Giant in the computer and AI space develops a device that uses “Heron” chips that use subatomic particles rather than ones and zeros.
On Monday, IBM, a leader in artificial intelligence and computer technology, unveiled a new quantum computing chip and machine. According to the company, these could be the foundation for much larger and faster systems than those made with traditional silicon-based computing.
IBM unveiled its Quantum System Two, which employs three cryogenically cooled “Heron” chips.

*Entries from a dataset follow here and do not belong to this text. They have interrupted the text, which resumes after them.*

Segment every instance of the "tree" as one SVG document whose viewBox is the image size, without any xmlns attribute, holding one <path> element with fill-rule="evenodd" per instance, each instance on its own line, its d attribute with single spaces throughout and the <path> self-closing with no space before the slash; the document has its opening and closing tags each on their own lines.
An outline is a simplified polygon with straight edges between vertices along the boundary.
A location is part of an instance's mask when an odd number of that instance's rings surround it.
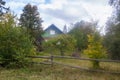
<svg viewBox="0 0 120 80">
<path fill-rule="evenodd" d="M 11 14 L 4 15 L 0 22 L 0 65 L 3 67 L 24 67 L 30 59 L 26 56 L 36 52 L 30 36 L 15 26 Z"/>
<path fill-rule="evenodd" d="M 105 46 L 111 59 L 120 60 L 120 0 L 110 0 L 114 7 L 111 18 L 107 21 Z M 107 43 L 107 44 L 106 44 Z"/>
<path fill-rule="evenodd" d="M 39 12 L 37 11 L 37 6 L 32 6 L 31 4 L 27 4 L 23 13 L 20 17 L 20 25 L 27 29 L 27 32 L 31 35 L 31 37 L 35 38 L 34 44 L 37 46 L 37 50 L 41 50 L 42 43 L 42 22 L 43 20 L 39 17 Z"/>
<path fill-rule="evenodd" d="M 83 51 L 89 58 L 101 59 L 106 56 L 106 50 L 102 45 L 102 39 L 98 33 L 88 35 L 88 48 Z M 99 68 L 99 61 L 91 61 L 93 68 Z"/>
<path fill-rule="evenodd" d="M 9 10 L 9 8 L 4 7 L 5 3 L 5 1 L 0 0 L 0 16 L 2 16 L 5 11 Z"/>
<path fill-rule="evenodd" d="M 87 48 L 87 35 L 94 32 L 94 26 L 93 23 L 81 21 L 74 24 L 74 28 L 69 32 L 69 34 L 76 39 L 79 51 Z"/>
</svg>

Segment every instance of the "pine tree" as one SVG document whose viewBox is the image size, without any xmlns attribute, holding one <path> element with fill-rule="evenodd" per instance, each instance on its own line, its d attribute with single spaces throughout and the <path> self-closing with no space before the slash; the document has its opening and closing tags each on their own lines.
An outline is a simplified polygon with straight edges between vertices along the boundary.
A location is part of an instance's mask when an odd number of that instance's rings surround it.
<svg viewBox="0 0 120 80">
<path fill-rule="evenodd" d="M 19 21 L 20 25 L 27 29 L 27 32 L 31 37 L 35 38 L 34 44 L 37 46 L 37 50 L 41 50 L 41 42 L 43 40 L 41 36 L 43 32 L 41 26 L 43 20 L 39 16 L 37 6 L 27 4 L 23 9 L 23 13 L 21 14 Z"/>
</svg>

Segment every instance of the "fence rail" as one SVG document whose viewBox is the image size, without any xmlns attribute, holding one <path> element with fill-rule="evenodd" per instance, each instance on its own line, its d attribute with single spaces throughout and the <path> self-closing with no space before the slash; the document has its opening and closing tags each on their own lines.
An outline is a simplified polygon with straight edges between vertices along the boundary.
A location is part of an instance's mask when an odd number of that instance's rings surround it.
<svg viewBox="0 0 120 80">
<path fill-rule="evenodd" d="M 79 57 L 70 57 L 70 56 L 27 56 L 29 58 L 42 58 L 42 59 L 49 59 L 48 62 L 34 62 L 34 63 L 38 63 L 38 64 L 48 64 L 53 66 L 53 64 L 58 64 L 58 65 L 63 65 L 63 66 L 68 66 L 68 67 L 72 67 L 72 68 L 78 68 L 81 70 L 86 70 L 86 71 L 93 71 L 93 72 L 106 72 L 106 73 L 115 73 L 115 74 L 120 74 L 120 60 L 107 60 L 107 59 L 90 59 L 90 58 L 79 58 Z M 119 67 L 119 71 L 106 71 L 106 70 L 99 70 L 99 69 L 90 69 L 90 68 L 85 68 L 85 67 L 81 67 L 81 66 L 75 66 L 75 65 L 70 65 L 70 64 L 66 64 L 66 63 L 61 63 L 61 62 L 56 62 L 55 58 L 59 58 L 59 59 L 75 59 L 75 60 L 83 60 L 83 61 L 99 61 L 99 62 L 113 62 L 113 63 L 118 63 L 118 67 Z"/>
<path fill-rule="evenodd" d="M 27 56 L 27 57 L 30 57 L 30 58 L 44 58 L 44 59 L 63 58 L 63 59 L 77 59 L 77 60 L 87 60 L 87 61 L 100 61 L 100 62 L 116 62 L 116 63 L 120 63 L 120 60 L 91 59 L 91 58 L 79 58 L 79 57 L 69 57 L 69 56 Z"/>
</svg>

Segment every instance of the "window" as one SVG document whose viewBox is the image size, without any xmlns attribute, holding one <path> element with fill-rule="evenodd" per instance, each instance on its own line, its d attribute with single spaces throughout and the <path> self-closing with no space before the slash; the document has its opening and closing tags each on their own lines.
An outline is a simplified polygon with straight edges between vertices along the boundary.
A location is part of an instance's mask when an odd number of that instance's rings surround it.
<svg viewBox="0 0 120 80">
<path fill-rule="evenodd" d="M 54 34 L 55 34 L 55 31 L 54 31 L 54 30 L 50 30 L 50 34 L 51 34 L 51 35 L 54 35 Z"/>
</svg>

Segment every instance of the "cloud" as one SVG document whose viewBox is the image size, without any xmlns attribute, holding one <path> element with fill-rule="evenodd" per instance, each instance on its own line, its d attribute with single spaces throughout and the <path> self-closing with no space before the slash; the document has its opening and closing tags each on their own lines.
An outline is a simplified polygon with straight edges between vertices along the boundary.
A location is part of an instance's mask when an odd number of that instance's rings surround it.
<svg viewBox="0 0 120 80">
<path fill-rule="evenodd" d="M 104 24 L 111 14 L 108 0 L 6 0 L 6 2 L 18 15 L 22 13 L 27 3 L 37 5 L 44 20 L 43 26 L 54 23 L 61 29 L 64 24 L 90 18 Z"/>
</svg>

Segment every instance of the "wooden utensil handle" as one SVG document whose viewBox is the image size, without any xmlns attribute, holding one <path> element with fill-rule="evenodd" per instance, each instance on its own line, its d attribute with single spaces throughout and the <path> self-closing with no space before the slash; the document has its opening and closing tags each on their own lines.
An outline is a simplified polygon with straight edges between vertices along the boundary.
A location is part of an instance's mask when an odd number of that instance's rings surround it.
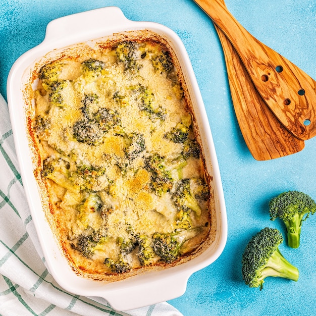
<svg viewBox="0 0 316 316">
<path fill-rule="evenodd" d="M 269 160 L 301 150 L 304 141 L 292 135 L 277 119 L 256 91 L 231 43 L 215 25 L 224 53 L 236 116 L 253 157 Z"/>
<path fill-rule="evenodd" d="M 229 38 L 257 91 L 282 124 L 301 139 L 316 135 L 316 82 L 259 41 L 220 0 L 194 0 Z"/>
</svg>

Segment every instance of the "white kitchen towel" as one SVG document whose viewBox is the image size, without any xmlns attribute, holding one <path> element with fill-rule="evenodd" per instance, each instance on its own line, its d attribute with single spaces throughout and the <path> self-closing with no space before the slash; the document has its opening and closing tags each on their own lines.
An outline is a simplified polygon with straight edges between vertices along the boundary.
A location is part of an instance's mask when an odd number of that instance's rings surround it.
<svg viewBox="0 0 316 316">
<path fill-rule="evenodd" d="M 61 288 L 44 264 L 19 172 L 8 105 L 1 95 L 0 136 L 0 316 L 182 315 L 166 302 L 118 312 L 102 298 Z"/>
</svg>

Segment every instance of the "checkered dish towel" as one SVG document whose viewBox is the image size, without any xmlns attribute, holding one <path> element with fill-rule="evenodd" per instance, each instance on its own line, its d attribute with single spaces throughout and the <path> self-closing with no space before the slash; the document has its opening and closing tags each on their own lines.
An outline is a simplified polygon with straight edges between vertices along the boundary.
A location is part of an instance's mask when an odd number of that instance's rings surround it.
<svg viewBox="0 0 316 316">
<path fill-rule="evenodd" d="M 67 293 L 45 266 L 24 195 L 8 105 L 0 95 L 0 316 L 181 316 L 165 302 L 118 312 L 106 300 Z"/>
</svg>

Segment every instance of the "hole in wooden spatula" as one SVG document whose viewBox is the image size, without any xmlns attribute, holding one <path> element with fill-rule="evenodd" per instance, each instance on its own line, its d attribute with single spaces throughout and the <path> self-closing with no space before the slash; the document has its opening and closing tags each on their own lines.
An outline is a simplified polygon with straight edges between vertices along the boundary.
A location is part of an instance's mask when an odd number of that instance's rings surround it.
<svg viewBox="0 0 316 316">
<path fill-rule="evenodd" d="M 283 104 L 285 106 L 288 106 L 291 103 L 291 100 L 290 99 L 284 99 L 283 100 Z"/>
<path fill-rule="evenodd" d="M 282 72 L 283 71 L 283 67 L 282 66 L 277 66 L 276 67 L 276 70 L 278 72 Z"/>
</svg>

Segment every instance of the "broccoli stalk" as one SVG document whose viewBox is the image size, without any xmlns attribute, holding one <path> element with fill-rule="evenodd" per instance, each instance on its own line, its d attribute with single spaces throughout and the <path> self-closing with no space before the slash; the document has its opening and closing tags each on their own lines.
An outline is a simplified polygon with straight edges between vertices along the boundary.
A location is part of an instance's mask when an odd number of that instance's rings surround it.
<svg viewBox="0 0 316 316">
<path fill-rule="evenodd" d="M 308 195 L 297 191 L 285 192 L 269 203 L 271 220 L 282 220 L 287 231 L 288 243 L 291 248 L 300 244 L 302 222 L 316 212 L 316 203 Z"/>
<path fill-rule="evenodd" d="M 262 290 L 267 277 L 280 277 L 297 281 L 299 272 L 282 255 L 279 246 L 283 242 L 280 231 L 266 227 L 250 239 L 242 254 L 243 279 L 249 287 Z"/>
</svg>

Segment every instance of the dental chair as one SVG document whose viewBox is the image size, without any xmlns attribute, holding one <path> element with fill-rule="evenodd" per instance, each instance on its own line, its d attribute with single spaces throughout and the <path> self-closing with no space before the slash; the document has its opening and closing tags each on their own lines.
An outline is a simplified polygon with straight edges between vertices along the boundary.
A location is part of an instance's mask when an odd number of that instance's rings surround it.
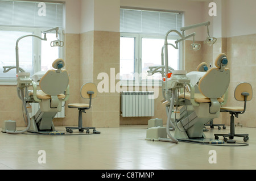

This announcement coincides with the competition among tech rivals, such as Microsoft, Alphabet’s Google, China’s Baidu, and others, to create devices that utilize quantum bits, which are subatomic particles that, in contrast to the ones or zeros of conventional computing, can be in a state of “superposition” representing both one and zero simultaneously.
An image of a brain traveling over a network as pixelated data
By 2033, IBM claims to have created a new method of joining chips within machines and subsequently machines to machines. This method, when paired with an innovative error-correction code, could result in quantum machines. The business says it intends to integrate the new chip into its Watsonx enterprise AI platform.
IBM’s director of research, Dario Gil, stated in a statement that “we are firmly within the era in which quantum computers are being used as a tool to explore new frontiers of science.”
Gil clarified to CBS 60 Minutes on Sunday that quantum computing could make it possible to solve issues in physics, chemistry, engineering, and medicine in a matter of minutes as opposed to millions of years, if at all, for today’s supercomputers.
“The beauty of it,” he remarked, “is that not even a million or a billion of those supercomputers connected together could do the calculations of these future machines”.
According to Serpil Erzurum, chief research officer at Cleveland Clinic in Ohio, IBM has installed one of the new machines there. According to Erzurum, the technology may one day be used to model the behavior of proteins and the shapes they adopt based on their functions.
“I need to understand the shape it’s in when it’s doing an interaction or a function that I don’t want it to do for that patient,” says Erzurum. “Cancer, autoimmunity – it’s a problem. We are limited completely by the computational ability to look at the structure in real time for any, even one, molecule.”